Addressing the issues

Pickens elected officials participate in town hall

By Ron Barnett
Staff Reporter

PICKENS — About 70 people packed the Pickens Senior Center last Thursday night to ask questions to state and local officials on topics ranging from the teaching of critical race theory in schools to an increasing number of homeless people on the streets of Pickens.

The event, streamed live on the Pickens Local Facebook page, was the first “town hall” in recent memory that brought together elected officials who represent the city of Pickens at the various governmental levels — Sen. Rex Rice and Rep. Davey Hiott Pickens County Councilman Alex Saitta, Pickens County School Board Trustee Shannon Haskett and Pickens Mayor Fletcher Perry.

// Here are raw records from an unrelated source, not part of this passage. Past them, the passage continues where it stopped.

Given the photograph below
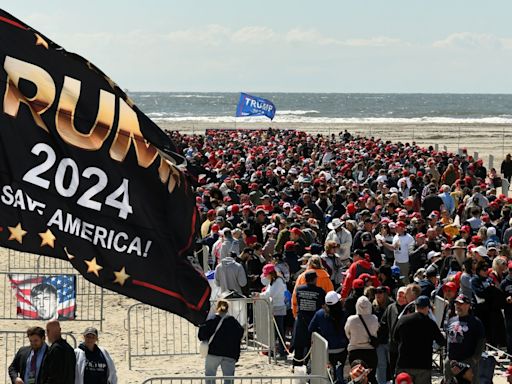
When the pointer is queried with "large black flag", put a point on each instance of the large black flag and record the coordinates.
(86, 176)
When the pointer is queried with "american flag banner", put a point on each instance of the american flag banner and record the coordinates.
(45, 297)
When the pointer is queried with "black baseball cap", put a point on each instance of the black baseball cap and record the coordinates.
(89, 331)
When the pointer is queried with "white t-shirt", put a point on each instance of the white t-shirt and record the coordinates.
(406, 243)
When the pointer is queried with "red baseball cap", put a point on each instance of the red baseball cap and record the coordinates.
(465, 228)
(450, 286)
(403, 378)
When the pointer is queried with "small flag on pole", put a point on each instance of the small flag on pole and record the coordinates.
(249, 105)
(45, 297)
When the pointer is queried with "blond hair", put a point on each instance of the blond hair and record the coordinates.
(222, 306)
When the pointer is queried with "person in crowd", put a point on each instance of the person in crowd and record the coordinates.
(361, 264)
(465, 339)
(281, 181)
(224, 335)
(308, 299)
(429, 283)
(93, 363)
(333, 262)
(387, 327)
(59, 363)
(381, 302)
(323, 279)
(359, 372)
(468, 271)
(339, 234)
(403, 245)
(329, 322)
(230, 276)
(361, 330)
(506, 287)
(488, 301)
(415, 334)
(275, 289)
(506, 167)
(27, 362)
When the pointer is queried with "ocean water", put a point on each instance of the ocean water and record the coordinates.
(332, 107)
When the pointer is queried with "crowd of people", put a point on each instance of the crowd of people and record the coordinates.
(363, 241)
(57, 362)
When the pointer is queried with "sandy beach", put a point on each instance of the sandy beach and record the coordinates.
(486, 139)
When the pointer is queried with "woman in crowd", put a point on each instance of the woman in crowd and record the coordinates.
(275, 288)
(329, 322)
(361, 329)
(224, 335)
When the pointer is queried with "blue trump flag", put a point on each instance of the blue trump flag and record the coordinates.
(255, 106)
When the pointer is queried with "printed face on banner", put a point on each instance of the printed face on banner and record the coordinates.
(44, 300)
(44, 297)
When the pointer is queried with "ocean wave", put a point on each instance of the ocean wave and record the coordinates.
(296, 112)
(338, 120)
(196, 96)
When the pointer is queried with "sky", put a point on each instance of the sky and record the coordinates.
(404, 46)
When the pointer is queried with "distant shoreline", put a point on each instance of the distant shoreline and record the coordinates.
(486, 139)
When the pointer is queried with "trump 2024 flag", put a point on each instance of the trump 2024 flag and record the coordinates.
(249, 105)
(85, 176)
(45, 297)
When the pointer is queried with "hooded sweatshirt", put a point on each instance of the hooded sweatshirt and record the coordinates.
(230, 275)
(354, 329)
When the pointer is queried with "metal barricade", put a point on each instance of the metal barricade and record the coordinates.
(238, 380)
(153, 332)
(21, 261)
(89, 298)
(319, 357)
(11, 341)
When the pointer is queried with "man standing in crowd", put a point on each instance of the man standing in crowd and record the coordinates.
(59, 363)
(26, 366)
(230, 276)
(402, 245)
(466, 338)
(387, 326)
(341, 236)
(308, 299)
(415, 334)
(93, 363)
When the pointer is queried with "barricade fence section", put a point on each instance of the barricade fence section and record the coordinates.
(11, 341)
(153, 332)
(238, 380)
(88, 301)
(319, 357)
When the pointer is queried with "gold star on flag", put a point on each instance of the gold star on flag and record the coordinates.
(93, 267)
(17, 233)
(47, 238)
(69, 255)
(121, 276)
(41, 41)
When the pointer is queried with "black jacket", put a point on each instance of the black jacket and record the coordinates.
(59, 364)
(19, 364)
(414, 334)
(227, 339)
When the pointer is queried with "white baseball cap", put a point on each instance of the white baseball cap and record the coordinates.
(481, 250)
(332, 298)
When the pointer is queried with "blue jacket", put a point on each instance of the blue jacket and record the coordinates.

More than one questioner raised concerns about poor relations between businesses and the city and the Greater Pickens Chamber of Commerce.

One wanted to know why the city is paying a chamber official to handle special events.

Perry said the person in question operates a company that is separate from the chamber and that the city pays the company to provide services needed. The city has no authority over the chamber, he said.

Another business spokesperson also criticized that arrangement and cited a lack of communication between the city and businesses in general.

“The only time we see the city is if we do something wrong,” she said.

The mayor agreed that the city needs to do a better job of communicating with businesses. He said the new city administrator, Charlene Carter, plans to meet with all the businesses in town.

Local historian and business operator Barry Crawford made an impassioned plea for the city to save the dilapidated water tank that has been a landmark downtown since 1921.

The tank is believed to be in danger of collapsing.

“We need to keep history here in Pickens,” Crawford said.

Perry said the estimated cost of repairing the tank keeps going up and now is expected to hit the $500,000 mark. He favors tearing it down.

“If that tank falls, it would basically bankrupt the city,” he said.

The mayor, who is black, also had a different perspective on local history.

He recalled his youth in the late 1950s and said, “There were stores I couldn’t set my foot in — because of the color of my skin.”

Another person asked Haskett what the school district is doing to make sure the books that students use are “appropriate” and don’t espouse critical race theory.

The board recently banned a book that had been objected to for that reason.

Haskett said people often donate books to school libraries, and it’s difficult to know what’s in them all.

His answer was that the “culture” of the School District of Pickens County is “to do what’s best for the kids.”

Rice said the Legislature put a proviso in the state budget that bars schools from using state money for books teaching CRT.

He also noted that all the textbooks used in the school district are available for public review, but very few people take advantage of the opportunity to review them. Only four parents in the whole county did so in the most recent review period, he said.

A woman said she was irked by school officials who disagreed with her about a book she said taught erroneous racial information.

“I’m a little ticked off,” she said. “These educators are poisoning our children’s minds.”

Haskett thanked her for her efforts, which led to the board banning the book, and said, “The system will never be perfect.”

In response to a request for an update on the issue of protecting the scenic value of S.C. Highway 11, Saitta said he’s advocating an ordinance that would protect 1,000 feet on both sides of the highway from development, except for individual houses.

Litter was another issue of concern for several participants in the meeting.

One speaker quoted scripture in advocating for cleaner and better-mowed roadsides.

Hiott said the problem of overgrown roadsides can be attributed to the failure of a company that had contracted with the state to do the work. A new contract has been signed, and mowing should resume shortly, he said.

Also, Palmetto Pride, a beautification program that has been in limbo, “is fixing to get geared back up in all 46 counties,” Hiott said.

Rice said he “adopted” two miles on U.S. 123 just outside Easley to clean up himself. Among items he’s found along that stretch of road, he said, was $101 in cash.

But the issue of an increasing number of homeless people wandering the streets of Pickens seemed to generate some of the most unanimous concern among participants.

Rice and Hiott said homeless people are being bused in from other towns, particularly Greenville.

“They sleep anywhere they can find a place,” Hiott said.

“We’ve got to stop it,” he said. “From week to week, it gets more and more.”

“I’m as sympathetic as they come, but we’ve got to find a solution,” Hiott said.

“I’ve had some people say if they loot, we’ll shoot. We’ve got to get over that.”